Dans quelle mesure cela va-t-il impacter le commerce en ligne ?
Pour répondre à cette question, il est intéressant de regarder ce qui se passe en Chine, car les Chinois sont en avance de quelques années sur les Occidentaux dans ce domaine. En effet, en 2022, les ventes en ligne en Chine ont dépassé les ventes dans les réseaux physiques. Et ce que l'on observe, c'est de plus en plus une intégration de l'IA sur les grandes plateformes de vente.
À l'échelle mondiale, comment le secteur du luxe évolue-t-il ?

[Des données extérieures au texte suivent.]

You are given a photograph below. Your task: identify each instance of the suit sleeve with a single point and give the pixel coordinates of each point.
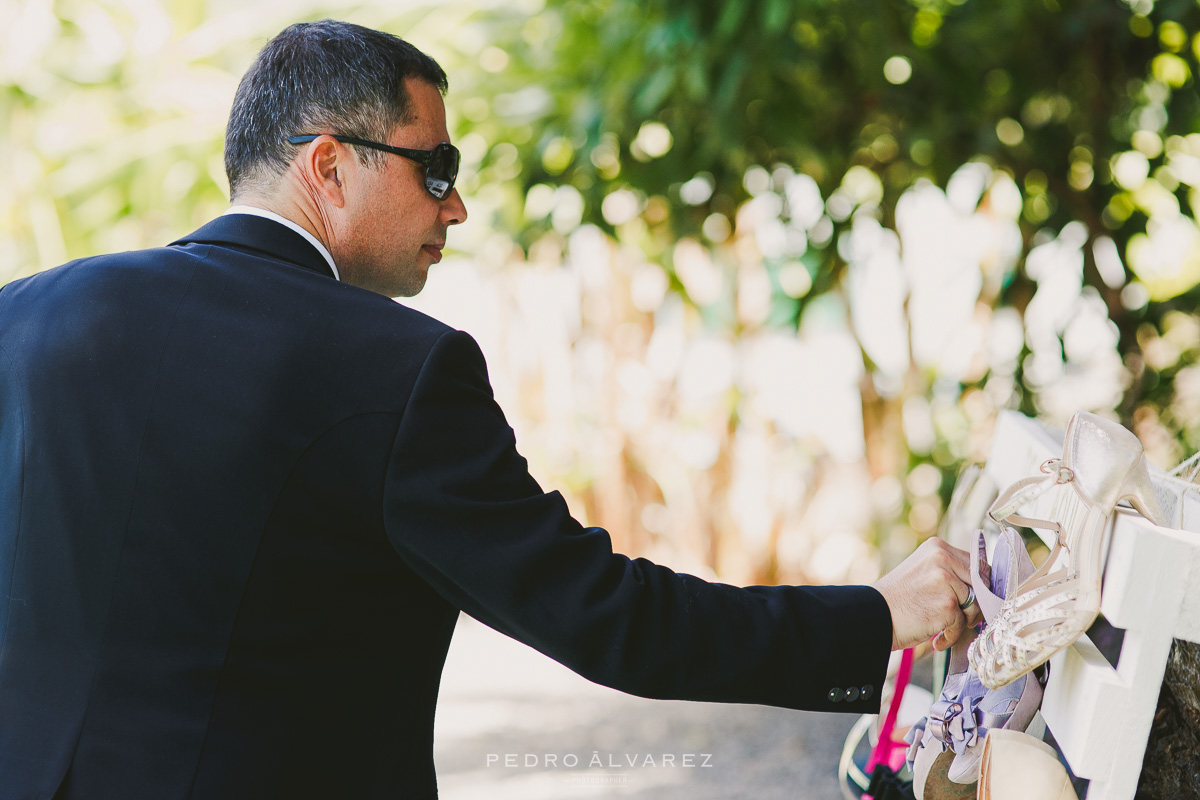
(463, 512)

L'avenir du luxe est indexé sur l'enrichissement de l'économie mondiale. Les nouveaux riches raffolent des produits statutaires qui signalent leur succès personnel. C'est aussi à leurs yeux un synonyme de modernité et d'accès aux joies du consumérisme XXL. Cela a toujours été un puissant levier pour la consommation de luxe. C'est ainsi que, depuis plusieurs décennies, sa croissance est portée par l'Asie, et en particulier la Chine dont le PIB ne cesse de progresser. La particularité du luxe est qu'il s'adresse à une cible résiliente, qui est à l'abri des difficultés économiques. Aujourd'hui, malgré le ralentissement, sa situation n'est pas en danger. En outre, dans les produits de luxe, il y a souvent une dimension d'investissement qui est une garantie pour le client. Si la conjoncture se dégrade, certaines catégories comme la joaillerie, l'horlogerie ou la maroquinerie de grande qualité ont des avantages à faire valoir.
Pour finir, quels sont les signaux faibles que l'équipe de Sociovision a détectés pour 2024 ?
Ce n'est pas un signal faible, mais c'est une tendance qui se confirme chaque année et qui en dit long sur notre époque. Plus on avance dans le siècle et plus le vintage a les faveurs du public. Le passé a de beaux jours devant lui.